Un soir il entra chez Madame Guérin, le visage tout bouleversé, et les lèvres toutes pâles.

— Qu’y a-t-il-donc ? Viens-tu encore de rompre une lance pour ma cause, lui dit en riant son ami ?

— Non, mais je viens de rencontrer ce gredin de Voisin, en tilbury, le cigare à la bouche et qui part pour la campagne. Il est bien heureux cet aigrefin de pouvoir gagner la campagne !

— Mais ce n’est pas un si grand bonheur après tout.

— Ah ! c’est que j’ai une bien mauvaise nouvelle à vous apprendre. Au moins, il ne faudrait pas vous effrayer ; si je vous dis cela, c’est afin de vous mettre sur vos gardes, et de vous envoyer à la campagne, s’il y a moyen pour vous d’y aller… C’est qu’il y a eu aujourd’hui deux cas bien constatés du choléra asiatique… le véritable choléra morbus asiatique.

— Miséricorde ! s’écria Madame Guérin.

— Mon dieu, mon dieu ! fit Louise.

— Gagner la campagne : mais cela nous est impossible. Avec quoi vivrons-nous ? Où aller ?

— C’est cela ! reprit Jean Guilbault, ça n’est possible que pour ce triple scélérat de Voisin. Je suis certain que cet escogriffe se sauve déjà. Il paraissait tout content de lui, et il m’a regardé d’un air goguenard…

— Ah ça, monsieur le docteur, c’est donc bien terrible ce moléra corpus, demanda l’oncle Charlot ?

— Il a été bien terrible en Europe, reprit le jeune homme en comprimant un sourire, mais on espère qu’ici il ne sera pas aussi cruel. Le climat est bien sain et la position de Québec surtout est si salubre ! Il y a tant d’air dans cette ville, dans ce quartier-ci par exemple. Avec une bonne hygiène, on peut s’en préserver.

— Ces deux cas où en sont-ils ?

— Morts tous deux et enterrés dans le nouveau cimetière, que la Fabrique vient d’acheter sur le chemin St. Louis.

— Et les connais-tu ?

— Non, ce sont deux irlandais nouvellement débarqués.

— Maman, observa Charles, vous avez beau dire, vous ne pouvez pas rester ici, ni Louise non plus.

— Mon pauvre enfant, que veux-tu faire ? La mort nous trouvera bien partout où nous irons.

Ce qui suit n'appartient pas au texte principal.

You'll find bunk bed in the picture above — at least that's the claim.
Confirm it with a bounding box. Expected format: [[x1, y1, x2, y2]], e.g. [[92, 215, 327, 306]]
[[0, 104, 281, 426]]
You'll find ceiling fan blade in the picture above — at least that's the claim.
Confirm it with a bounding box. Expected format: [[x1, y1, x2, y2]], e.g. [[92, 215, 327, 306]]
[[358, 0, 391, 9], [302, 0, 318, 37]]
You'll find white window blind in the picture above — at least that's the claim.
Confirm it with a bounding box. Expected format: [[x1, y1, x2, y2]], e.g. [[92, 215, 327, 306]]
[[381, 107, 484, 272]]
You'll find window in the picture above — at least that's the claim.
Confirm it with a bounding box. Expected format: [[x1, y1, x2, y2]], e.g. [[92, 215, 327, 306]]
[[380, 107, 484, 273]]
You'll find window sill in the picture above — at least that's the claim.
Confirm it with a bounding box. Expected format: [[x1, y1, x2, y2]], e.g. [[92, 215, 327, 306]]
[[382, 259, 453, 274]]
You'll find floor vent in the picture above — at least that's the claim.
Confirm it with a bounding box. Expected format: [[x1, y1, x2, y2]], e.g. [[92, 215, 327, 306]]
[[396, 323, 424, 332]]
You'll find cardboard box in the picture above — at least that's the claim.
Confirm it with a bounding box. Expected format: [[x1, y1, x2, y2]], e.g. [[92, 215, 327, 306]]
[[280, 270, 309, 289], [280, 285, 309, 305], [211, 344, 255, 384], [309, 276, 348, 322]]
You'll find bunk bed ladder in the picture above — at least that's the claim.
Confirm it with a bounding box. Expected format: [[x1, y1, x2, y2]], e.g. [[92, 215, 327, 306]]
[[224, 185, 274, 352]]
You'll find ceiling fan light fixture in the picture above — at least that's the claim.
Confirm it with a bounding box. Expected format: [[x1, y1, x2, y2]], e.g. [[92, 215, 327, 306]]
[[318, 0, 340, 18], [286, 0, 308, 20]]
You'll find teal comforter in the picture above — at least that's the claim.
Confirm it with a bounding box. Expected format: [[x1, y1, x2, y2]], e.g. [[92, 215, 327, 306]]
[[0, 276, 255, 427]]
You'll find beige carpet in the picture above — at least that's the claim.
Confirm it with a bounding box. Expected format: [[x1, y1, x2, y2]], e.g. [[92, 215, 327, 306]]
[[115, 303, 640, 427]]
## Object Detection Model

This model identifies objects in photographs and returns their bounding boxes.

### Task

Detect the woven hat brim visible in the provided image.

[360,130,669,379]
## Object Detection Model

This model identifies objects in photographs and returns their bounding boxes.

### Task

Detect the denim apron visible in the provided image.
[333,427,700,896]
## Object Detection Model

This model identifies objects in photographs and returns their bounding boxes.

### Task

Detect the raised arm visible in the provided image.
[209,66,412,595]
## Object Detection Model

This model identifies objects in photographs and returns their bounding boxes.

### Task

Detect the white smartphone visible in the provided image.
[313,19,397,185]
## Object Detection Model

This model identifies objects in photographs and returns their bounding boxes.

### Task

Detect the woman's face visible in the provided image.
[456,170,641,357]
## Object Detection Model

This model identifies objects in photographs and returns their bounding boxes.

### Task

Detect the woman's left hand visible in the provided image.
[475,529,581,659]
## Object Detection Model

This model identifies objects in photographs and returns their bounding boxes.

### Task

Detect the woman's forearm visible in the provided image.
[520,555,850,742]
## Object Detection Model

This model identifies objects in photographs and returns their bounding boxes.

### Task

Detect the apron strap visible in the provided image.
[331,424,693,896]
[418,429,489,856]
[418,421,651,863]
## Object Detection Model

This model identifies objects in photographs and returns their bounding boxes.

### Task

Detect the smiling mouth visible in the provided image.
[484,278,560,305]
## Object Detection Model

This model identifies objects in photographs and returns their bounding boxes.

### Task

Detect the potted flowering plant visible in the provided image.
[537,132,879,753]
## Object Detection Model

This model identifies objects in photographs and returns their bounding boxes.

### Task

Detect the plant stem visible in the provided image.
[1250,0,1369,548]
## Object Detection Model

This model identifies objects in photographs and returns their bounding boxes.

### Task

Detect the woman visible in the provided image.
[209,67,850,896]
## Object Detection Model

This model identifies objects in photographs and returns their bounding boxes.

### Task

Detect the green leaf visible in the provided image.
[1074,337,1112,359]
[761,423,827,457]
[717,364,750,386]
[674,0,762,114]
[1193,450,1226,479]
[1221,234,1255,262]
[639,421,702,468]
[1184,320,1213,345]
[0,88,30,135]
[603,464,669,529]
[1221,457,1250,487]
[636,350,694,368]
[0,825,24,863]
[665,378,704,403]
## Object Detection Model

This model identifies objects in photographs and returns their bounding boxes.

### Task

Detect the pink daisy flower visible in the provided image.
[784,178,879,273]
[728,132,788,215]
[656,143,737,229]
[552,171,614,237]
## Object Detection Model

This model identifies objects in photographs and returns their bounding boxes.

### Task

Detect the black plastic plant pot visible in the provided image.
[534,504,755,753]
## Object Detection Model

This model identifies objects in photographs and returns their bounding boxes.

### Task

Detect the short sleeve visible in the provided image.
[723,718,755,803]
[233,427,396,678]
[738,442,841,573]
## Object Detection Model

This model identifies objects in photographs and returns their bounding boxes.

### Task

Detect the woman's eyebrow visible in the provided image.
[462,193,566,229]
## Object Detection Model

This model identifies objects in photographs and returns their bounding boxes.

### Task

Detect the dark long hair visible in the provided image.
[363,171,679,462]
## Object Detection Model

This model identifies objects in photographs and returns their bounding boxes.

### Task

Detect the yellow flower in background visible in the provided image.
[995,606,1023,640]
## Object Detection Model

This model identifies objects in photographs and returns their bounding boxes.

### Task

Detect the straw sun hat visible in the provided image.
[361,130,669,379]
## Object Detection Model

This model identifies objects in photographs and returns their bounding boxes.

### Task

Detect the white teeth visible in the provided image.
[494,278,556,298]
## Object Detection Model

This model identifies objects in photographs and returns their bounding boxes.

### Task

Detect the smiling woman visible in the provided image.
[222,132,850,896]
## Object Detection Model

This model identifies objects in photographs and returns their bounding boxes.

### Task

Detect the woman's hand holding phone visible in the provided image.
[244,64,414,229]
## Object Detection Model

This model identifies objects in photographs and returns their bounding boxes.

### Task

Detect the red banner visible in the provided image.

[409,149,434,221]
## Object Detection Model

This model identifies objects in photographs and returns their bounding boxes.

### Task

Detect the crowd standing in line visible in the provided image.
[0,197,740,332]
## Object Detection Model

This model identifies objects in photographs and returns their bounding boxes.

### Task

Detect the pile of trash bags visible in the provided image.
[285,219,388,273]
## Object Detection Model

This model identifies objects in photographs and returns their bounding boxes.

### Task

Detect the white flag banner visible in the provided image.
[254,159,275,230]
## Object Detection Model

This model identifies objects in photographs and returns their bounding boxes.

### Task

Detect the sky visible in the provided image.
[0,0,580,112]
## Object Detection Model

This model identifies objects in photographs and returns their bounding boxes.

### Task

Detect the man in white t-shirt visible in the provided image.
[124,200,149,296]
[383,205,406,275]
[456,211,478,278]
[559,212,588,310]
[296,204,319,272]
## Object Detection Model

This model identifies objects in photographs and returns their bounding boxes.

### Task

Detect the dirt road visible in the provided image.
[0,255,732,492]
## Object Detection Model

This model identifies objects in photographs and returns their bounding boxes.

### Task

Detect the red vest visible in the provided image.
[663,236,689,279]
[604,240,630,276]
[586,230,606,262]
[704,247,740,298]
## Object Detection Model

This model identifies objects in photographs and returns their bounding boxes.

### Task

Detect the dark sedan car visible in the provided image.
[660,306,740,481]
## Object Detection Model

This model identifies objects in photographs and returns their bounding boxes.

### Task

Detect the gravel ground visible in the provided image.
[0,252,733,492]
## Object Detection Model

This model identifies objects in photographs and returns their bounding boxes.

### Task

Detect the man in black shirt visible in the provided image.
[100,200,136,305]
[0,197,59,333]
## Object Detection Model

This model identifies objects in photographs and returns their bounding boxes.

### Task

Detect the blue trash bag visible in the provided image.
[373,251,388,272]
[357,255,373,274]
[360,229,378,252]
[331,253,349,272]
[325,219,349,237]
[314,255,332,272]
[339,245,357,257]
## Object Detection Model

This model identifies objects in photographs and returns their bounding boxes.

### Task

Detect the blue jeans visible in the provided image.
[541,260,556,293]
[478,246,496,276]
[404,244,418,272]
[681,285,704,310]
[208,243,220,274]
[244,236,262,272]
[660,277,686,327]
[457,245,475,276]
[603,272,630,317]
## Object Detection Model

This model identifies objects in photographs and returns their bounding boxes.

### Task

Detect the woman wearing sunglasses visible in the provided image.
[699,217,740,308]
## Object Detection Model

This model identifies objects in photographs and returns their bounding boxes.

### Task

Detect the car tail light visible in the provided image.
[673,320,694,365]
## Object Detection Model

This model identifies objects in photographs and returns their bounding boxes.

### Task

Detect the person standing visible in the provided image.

La mort, c’est lorsqu’on la fuit, qu’elle s’attache à nos pas ! Il est bien rare que ceux qui la désirent la voient venir.

— N’est-ce pas une fatalité ? N’est-ce pas désolant ? Être venus habiter la ville justement quelques semaines avant le choléra ; et ne pouvoir s’en aller, tandis que ceux qui sont ici depuis longtemps vont se sauver de tous côtés.

— Au moins, M. Guilbault, vous serez assez gentil pour ne rien nous conter de trop effrayant, n’est-ce pas ?

— Je ferai mieux que cela encore, Mlle Louise, je ne viendrai pas ici tant que durera l’épidémie. Je n’ai pas envie de vous apporter la mort !

— Quoi, vous ne viendrez plus du tout ? s’écria naïvement la jeune fille, et de pâle qu’elle était, elle devint rouge jusqu’aux oreilles.

— Le jeune homme rougit légèrement, et il reprit d’une voix émue : On n’a pas encore décidé en Europe, si cette maladie est contagieuse ou non. Dans la supposition où elle le serait, les médecins doivent éviter de se présenter inutilement dans les familles où il n’y a point de cholériques.

— Mais vous n’êtes pas docteur, sûrement, vous n’allez pas vous faire recevoir exprès pour traiter cette vilaine maladie ?

— Dans un moment semblable tous ceux qui peuvent être utiles se doivent aux malheureux. Dans une bataille meurtrière, on monte en grade bien vite !

— Et tu dis que ces deux irlandais sont morts, dans combien de temps ?

— Neuf heures pour l’un d’eux et sept heures de maladie pour l’autre.

— Les as-tu vus ?

— Non, mais mon patron a été appelé dans le dernier cas. Le chirurgien du 71e régiment, qui a traité le choléra dans les Indes s’y est aussi trouvé. Il a dit que c’était un cas superbe. Les symptômes étaient parfaitement caractérisés et se développaient avec une rapidité et une vigueur qui fesaient qu’on ne pouvait point s’y méprendre. Je regrette beaucoup que mon patron ne m’ait pas emmené avec lui.

— Mais vous voulez donc nous faire mourir de parler ainsi, dit Louise toute tremblante. Il faut au contraire que vous nous promettiez de ne pas aller aux cholériques, quand bien même votre patron voudrait vous y envoyer…

Comme Mlle. Guérin prononçait ces mots, la porte de la maison s’ouvrit avec fracas. Un homme à moitié vêtu se précipita, en criant : Vitement, vitement, docteur Guilbault : ma femme se meurt !

Le jeune homme se jeta sur son chapeau et disparut sans dire une seule parole.